Wartenberg deutet das Babinski-Zeichen als Teil eines Beugesynergismus, den er in Beziehung zur Funktion des Kletterns setzt, und nähert sich hier Goldsteins Ansicht (den er zum Babinski-Phänomen nicht zitiert, jedoch zu Gelenkreflexen der Hand, [7] a. a. O). Er beschreibt, nicht ohne feine Ironie, die Vielzahl namentragender Varianten und kommt zu dem Schluss: „Trotz der endlosen Zahl von Modifizierungen und der bombastischen Behauptungen ihrer Entdecker und Wiederentdecker ist meiner Erfahrung nach die gute alte Methode von Babinski die bei weitem beste und zuverlässigste.”
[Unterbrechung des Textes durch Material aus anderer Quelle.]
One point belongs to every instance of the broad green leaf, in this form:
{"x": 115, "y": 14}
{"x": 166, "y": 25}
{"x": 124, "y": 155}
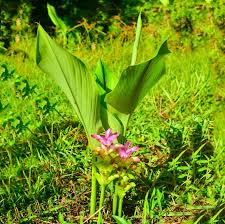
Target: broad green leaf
{"x": 105, "y": 79}
{"x": 71, "y": 74}
{"x": 120, "y": 220}
{"x": 55, "y": 18}
{"x": 136, "y": 81}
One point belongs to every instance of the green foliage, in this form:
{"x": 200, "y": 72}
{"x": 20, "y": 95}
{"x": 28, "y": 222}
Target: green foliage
{"x": 72, "y": 76}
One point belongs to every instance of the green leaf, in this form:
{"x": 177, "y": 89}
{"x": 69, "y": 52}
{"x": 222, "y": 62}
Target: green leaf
{"x": 104, "y": 77}
{"x": 55, "y": 18}
{"x": 136, "y": 81}
{"x": 120, "y": 220}
{"x": 71, "y": 74}
{"x": 106, "y": 81}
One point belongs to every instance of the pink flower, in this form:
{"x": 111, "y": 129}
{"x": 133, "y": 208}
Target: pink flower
{"x": 125, "y": 152}
{"x": 106, "y": 140}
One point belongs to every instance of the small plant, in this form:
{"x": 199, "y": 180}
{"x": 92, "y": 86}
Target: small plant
{"x": 103, "y": 103}
{"x": 6, "y": 73}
Dem Autor wurde als Student in London klar demonstriert, dass das Babinski-Zeichen nur am liegenden Patienten optimal erhoben werden kann. Dass gleichzeitig die Vorzüge des Zündschlüssels einer schwedischen Automarke hervorgehoben wurden, ist zumindest empirisch nicht überprüft worden. Auch ein Holz-Mundspatel vermag im Zweifelsfall gute Dienste zu leisten. Wichtig ist, dass es sich um eine tonische Reaktion handelt („die Großzehe muss stehen, nicht kurz hochrucken”), die mit einer Kleinzehenspreizung assoziiert ist (zumindest angedeutet) und dass der adäquate Reiz eine langsame, kräftige Bewegung eines harten Gegenstandes im Bogen vom Sohlenaußenrand zum ersten Zwischenzehenraum ist. Das Zeichen muss im Zweifelsfall reproduzierbar sein.

Wartenberg ist auch aus heutiger klinischer Sicht nur zuzustimmen, wenn er schreibt, dass das Tibialisphänomen von Strümpell „neben dem Babinski-Reflex das wertvollste und zuverlässigste aller Pyramidenbahnzeichen ist” (vom Problem des beidseits positiven Strümpells, das gelegentlich auch bei sonst neurologisch Unauffälligen vorkommt, einmal abgesehen).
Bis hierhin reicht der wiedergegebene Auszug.